In modern economic research, computers enhance our capacity of analyzing complex problems with data support. Computation is particularly important in fields involving dynamic modeling, structural equations, and massive data, such as macro, labor, and industrial organization. However, computational methods have not been part of the core curriculum of postgraduate-level economics education, whereas programming skills are critical for a postgraduate’s success in academia and industry. The objective of this course is to introduce graduate students to commonly applied computational approaches for solving econometric models, with an emphasis on numerical optimization, Bayesian MCMC, simulation-based methods, and dynamic programming.

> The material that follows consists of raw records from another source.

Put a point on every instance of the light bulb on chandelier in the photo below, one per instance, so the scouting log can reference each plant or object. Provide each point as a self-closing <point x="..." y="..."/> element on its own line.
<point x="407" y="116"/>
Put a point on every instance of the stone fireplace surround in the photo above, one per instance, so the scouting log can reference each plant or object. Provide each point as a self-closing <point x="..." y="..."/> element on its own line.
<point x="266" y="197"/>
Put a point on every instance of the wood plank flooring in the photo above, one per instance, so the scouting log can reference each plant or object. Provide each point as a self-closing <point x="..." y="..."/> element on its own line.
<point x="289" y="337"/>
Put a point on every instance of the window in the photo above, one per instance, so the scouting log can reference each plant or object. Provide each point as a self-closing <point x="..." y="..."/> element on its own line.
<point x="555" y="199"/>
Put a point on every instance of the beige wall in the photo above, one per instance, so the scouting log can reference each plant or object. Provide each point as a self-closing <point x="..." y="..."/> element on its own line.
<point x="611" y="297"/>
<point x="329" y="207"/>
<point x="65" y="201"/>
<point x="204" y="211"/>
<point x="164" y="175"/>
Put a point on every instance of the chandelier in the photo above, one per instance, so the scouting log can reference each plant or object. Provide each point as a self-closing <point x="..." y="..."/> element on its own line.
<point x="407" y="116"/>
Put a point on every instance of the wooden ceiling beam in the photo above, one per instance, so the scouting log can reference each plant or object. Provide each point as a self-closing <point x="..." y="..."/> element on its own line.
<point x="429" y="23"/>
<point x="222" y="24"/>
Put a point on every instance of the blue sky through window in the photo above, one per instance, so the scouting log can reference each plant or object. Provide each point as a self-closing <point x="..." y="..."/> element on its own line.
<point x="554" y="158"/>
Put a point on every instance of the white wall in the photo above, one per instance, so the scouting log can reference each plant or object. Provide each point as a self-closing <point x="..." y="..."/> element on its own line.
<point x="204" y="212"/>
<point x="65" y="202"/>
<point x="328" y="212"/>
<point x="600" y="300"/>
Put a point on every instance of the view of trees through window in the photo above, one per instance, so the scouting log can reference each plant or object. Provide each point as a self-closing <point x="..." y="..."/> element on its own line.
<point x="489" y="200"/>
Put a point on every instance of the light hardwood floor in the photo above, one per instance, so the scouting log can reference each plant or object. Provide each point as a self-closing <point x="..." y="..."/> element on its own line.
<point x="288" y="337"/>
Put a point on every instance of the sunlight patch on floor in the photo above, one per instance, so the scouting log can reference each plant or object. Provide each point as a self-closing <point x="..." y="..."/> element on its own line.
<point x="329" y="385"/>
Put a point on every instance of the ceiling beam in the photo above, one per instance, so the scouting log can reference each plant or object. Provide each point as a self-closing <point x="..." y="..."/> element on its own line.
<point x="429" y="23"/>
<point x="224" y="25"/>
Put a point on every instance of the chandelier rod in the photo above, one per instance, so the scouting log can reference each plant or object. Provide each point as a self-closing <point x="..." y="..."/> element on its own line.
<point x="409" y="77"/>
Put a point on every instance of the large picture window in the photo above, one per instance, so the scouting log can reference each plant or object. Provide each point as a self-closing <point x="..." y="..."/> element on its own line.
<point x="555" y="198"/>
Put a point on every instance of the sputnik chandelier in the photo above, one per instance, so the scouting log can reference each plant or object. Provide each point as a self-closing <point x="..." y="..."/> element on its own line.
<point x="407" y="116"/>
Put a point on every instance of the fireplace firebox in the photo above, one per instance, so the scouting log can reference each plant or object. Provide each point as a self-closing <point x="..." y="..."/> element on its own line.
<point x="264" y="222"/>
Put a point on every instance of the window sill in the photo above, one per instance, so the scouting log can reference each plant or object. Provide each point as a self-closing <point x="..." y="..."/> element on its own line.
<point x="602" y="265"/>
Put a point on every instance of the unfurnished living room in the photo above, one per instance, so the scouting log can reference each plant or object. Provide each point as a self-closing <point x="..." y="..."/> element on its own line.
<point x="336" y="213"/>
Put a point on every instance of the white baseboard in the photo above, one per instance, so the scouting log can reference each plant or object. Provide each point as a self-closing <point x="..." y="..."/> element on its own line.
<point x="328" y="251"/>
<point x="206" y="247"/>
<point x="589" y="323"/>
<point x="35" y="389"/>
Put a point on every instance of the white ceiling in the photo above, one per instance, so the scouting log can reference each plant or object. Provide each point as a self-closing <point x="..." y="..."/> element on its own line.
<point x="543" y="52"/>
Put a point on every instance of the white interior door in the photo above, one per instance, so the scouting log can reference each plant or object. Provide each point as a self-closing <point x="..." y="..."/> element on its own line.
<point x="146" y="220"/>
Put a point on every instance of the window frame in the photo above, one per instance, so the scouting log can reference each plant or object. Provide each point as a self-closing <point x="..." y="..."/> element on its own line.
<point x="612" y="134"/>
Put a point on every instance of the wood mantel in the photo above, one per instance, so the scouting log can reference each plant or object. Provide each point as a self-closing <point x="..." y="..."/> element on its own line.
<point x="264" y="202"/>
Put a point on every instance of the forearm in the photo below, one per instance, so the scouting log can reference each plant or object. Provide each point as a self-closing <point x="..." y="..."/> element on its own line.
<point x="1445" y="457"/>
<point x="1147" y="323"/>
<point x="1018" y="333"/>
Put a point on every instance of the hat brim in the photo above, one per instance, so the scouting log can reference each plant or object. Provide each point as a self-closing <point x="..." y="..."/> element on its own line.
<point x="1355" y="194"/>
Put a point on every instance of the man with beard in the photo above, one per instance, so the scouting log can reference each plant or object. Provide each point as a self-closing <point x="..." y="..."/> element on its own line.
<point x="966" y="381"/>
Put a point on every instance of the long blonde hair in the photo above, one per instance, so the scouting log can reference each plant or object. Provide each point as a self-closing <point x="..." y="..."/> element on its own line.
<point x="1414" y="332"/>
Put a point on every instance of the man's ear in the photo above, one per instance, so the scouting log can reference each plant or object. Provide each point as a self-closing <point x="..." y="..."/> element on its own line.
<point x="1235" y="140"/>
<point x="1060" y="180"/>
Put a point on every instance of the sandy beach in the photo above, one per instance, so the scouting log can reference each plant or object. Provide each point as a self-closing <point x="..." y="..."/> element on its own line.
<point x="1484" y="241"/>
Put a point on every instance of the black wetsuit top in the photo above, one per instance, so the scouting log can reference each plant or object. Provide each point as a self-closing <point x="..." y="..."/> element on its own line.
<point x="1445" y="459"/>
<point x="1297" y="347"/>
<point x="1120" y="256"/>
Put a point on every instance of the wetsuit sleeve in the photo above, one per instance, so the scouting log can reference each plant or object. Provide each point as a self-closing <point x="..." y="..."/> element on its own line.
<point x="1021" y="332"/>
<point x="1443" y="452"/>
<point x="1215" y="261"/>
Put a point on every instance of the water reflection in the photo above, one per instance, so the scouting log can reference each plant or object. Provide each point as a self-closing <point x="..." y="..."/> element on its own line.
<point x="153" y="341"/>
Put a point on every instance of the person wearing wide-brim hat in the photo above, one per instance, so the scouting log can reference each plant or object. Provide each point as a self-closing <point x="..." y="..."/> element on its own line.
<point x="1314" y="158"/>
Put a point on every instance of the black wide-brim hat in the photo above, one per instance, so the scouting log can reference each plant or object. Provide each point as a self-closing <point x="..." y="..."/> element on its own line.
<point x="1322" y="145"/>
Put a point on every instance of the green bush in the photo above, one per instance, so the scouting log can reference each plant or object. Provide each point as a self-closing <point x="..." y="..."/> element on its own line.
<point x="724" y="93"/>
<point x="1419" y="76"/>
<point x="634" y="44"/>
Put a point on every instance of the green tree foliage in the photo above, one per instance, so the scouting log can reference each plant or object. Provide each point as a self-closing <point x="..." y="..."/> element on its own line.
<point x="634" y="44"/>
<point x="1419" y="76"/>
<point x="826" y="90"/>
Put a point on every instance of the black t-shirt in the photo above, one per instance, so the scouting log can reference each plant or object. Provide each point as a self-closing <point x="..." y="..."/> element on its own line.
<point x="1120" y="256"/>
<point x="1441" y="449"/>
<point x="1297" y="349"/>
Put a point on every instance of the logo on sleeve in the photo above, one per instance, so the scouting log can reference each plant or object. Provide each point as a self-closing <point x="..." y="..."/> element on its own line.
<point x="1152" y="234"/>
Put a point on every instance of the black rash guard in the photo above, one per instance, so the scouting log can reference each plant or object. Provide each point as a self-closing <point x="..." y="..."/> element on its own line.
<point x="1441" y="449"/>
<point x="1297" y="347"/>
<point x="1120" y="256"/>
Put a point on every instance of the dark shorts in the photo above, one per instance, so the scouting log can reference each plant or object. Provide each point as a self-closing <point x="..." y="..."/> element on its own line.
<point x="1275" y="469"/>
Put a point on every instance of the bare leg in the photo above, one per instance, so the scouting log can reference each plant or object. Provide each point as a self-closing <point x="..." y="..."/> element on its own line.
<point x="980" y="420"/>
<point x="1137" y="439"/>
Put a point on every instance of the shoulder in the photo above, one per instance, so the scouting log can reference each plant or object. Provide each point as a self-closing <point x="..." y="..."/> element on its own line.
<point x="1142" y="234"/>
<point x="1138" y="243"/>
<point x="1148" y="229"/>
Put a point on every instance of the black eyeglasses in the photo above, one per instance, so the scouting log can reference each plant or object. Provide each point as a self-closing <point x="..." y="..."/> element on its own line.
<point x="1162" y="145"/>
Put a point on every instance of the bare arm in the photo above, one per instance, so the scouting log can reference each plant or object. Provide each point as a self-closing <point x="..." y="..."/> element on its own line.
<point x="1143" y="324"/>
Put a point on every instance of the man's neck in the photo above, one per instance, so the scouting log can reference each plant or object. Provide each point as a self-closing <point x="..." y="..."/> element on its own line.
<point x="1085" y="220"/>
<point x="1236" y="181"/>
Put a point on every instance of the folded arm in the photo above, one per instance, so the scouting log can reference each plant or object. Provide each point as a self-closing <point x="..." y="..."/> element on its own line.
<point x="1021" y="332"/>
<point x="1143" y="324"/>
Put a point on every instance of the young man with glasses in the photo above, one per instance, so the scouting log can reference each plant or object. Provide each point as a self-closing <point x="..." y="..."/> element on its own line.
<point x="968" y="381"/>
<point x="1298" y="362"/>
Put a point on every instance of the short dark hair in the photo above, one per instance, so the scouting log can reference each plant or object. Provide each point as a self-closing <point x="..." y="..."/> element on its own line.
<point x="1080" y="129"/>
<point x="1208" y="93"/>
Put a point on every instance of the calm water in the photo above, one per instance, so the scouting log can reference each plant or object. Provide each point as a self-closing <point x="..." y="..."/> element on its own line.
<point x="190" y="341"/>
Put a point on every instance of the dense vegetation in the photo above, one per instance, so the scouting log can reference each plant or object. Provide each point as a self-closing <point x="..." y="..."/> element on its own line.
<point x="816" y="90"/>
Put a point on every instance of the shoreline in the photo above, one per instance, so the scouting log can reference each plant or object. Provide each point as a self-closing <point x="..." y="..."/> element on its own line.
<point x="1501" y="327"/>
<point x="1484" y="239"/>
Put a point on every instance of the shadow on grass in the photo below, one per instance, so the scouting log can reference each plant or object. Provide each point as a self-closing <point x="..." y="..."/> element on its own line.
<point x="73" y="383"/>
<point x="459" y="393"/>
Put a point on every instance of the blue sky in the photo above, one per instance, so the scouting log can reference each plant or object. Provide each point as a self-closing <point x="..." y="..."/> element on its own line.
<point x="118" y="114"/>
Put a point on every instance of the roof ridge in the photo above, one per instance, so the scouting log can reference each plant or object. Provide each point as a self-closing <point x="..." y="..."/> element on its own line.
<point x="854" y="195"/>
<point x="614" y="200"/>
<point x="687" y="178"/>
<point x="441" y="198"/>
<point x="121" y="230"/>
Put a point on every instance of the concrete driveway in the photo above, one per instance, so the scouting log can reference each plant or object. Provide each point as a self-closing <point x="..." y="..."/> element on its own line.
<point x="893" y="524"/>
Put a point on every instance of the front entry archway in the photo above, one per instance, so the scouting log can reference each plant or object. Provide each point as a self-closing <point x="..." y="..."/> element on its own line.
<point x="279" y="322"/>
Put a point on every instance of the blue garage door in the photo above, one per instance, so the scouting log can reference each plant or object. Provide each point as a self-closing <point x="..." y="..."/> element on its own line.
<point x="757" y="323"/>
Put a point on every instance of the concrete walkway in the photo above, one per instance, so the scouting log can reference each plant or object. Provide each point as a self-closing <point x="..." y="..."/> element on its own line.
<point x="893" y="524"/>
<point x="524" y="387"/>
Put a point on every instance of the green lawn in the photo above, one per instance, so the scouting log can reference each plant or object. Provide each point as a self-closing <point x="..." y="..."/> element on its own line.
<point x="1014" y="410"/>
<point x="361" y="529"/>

We expect that at the end of the course a student would proficiently use at least one programming language (Stata, Matlab, R, etc). Moreover, we aim to equip the students with the computational ability to tackle problems of their own research areas. 

Course Objective
This course intends to introduce students with computational methods for solving econometric problems, and expose students to extensive programming exercises. After completing this course, students should
1. have intermediate skills on using STATA, R, and MATLAB.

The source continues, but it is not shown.